KAMPALA, Sept 23 – At least 22,500 Ugandans were forced from their homes to make way for a British timber company, the aid agency Oxfam said in a report Thursday calling for an investigation into alleged abuses.

London-based New Forests Company signed a deal with Ugandan authorities to develop 20,000 hectares of timber plantations in 2004, resulting in often violent evictions from the Namwasa and Luwunga forest reserves, Oxfam said.

“The people evicted from the land are desperate, having been driven into poverty and landlessness,” the report read, noting evictions stopped in July 2010.

“In some instances they say they were subjected to violence and their property, crops, and livestock destroyed,” it added.

While both Ugandan officials and the company say that the people were living illegally on the land, many of those evicted claim they were granted the right to live there by previous governments decades ago.

“When they told us to leave, many had nowhere to go, so we resisted.
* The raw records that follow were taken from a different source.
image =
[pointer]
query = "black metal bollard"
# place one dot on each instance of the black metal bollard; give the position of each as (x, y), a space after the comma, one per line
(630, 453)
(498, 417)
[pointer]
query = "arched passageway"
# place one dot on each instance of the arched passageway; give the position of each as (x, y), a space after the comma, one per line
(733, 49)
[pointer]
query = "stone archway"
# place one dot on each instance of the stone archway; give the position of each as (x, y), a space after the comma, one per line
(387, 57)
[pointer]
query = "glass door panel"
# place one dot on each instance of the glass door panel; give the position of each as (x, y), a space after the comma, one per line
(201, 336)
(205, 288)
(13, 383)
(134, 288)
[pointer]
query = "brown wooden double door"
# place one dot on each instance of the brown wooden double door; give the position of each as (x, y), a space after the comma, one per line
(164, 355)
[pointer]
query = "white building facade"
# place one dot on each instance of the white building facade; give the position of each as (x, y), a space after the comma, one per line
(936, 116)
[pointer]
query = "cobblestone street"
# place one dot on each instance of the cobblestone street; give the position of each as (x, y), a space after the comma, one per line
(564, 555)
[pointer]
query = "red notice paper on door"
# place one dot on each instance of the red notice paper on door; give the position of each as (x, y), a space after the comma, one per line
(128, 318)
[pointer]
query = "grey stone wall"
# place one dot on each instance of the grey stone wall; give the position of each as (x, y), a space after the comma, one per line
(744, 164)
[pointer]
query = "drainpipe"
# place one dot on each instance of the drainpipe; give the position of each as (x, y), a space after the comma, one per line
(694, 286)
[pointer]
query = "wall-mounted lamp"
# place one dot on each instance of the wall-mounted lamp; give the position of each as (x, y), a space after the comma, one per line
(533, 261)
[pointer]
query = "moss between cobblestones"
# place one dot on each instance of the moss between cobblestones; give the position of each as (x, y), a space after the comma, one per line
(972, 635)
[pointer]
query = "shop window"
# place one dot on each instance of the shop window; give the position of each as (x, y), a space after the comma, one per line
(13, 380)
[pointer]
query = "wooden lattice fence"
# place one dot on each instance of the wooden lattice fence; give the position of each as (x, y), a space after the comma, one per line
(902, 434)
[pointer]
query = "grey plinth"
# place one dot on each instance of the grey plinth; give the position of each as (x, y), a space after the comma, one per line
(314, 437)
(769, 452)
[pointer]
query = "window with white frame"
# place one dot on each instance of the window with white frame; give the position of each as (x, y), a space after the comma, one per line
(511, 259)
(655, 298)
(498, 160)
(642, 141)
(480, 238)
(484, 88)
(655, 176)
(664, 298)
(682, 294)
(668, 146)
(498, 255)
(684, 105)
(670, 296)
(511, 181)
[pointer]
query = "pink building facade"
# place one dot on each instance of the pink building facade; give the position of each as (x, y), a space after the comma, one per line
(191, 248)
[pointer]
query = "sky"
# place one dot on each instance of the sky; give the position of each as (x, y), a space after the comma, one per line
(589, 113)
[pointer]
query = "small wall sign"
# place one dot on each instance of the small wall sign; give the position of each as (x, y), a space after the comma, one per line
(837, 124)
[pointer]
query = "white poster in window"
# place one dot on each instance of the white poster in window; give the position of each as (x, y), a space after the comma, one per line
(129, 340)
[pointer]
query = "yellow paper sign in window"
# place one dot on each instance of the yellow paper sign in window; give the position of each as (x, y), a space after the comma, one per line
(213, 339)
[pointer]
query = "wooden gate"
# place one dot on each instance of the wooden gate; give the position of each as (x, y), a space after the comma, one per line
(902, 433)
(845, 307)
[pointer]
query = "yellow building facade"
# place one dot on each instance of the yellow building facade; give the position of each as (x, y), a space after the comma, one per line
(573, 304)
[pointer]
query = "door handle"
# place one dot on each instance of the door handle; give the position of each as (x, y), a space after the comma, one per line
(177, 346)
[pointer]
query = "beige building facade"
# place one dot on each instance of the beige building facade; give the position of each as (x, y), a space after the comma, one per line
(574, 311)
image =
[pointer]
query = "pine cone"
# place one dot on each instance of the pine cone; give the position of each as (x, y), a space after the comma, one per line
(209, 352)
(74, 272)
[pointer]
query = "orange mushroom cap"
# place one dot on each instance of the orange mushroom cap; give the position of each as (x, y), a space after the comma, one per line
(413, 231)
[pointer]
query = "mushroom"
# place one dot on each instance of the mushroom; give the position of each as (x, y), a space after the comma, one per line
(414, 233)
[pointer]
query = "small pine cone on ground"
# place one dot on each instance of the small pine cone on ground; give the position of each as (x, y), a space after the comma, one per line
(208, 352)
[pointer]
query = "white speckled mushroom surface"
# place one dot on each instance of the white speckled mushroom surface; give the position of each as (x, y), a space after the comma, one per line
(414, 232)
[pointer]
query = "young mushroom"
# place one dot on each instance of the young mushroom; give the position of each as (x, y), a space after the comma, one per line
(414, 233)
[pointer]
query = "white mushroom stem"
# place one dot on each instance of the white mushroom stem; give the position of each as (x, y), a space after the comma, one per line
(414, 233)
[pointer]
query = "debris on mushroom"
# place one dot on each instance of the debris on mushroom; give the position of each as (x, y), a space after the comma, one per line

We were evicted in a violent way. (Armed men) slashed my banana plantation and destroyed my home,” one mother of eight told Oxfam.

Despite hopes local residents would receive compensation or be resettled, and a 2009 court injunction stopping the evictions, none of the displaced people received compensation, the report says.

“I have lost what I owned. Where I am now, my kids cry every day. I cannot sustain them and they do not go to school. Even eating has become a problem,” another former resident told Oxfam.

Founded in 2004 and part owned by HSBC bank, New Forests Company aims to become the biggest forester in East Africa and has received a 5 million euro ($6.7 million) loan from the European Investment Bank to develop one of its Uganda plantations.

The company, which describes itself as “a sustainable and socially responsible” forestry company, is also active in Tanzania, Mozambique and, most recently, Rwanda.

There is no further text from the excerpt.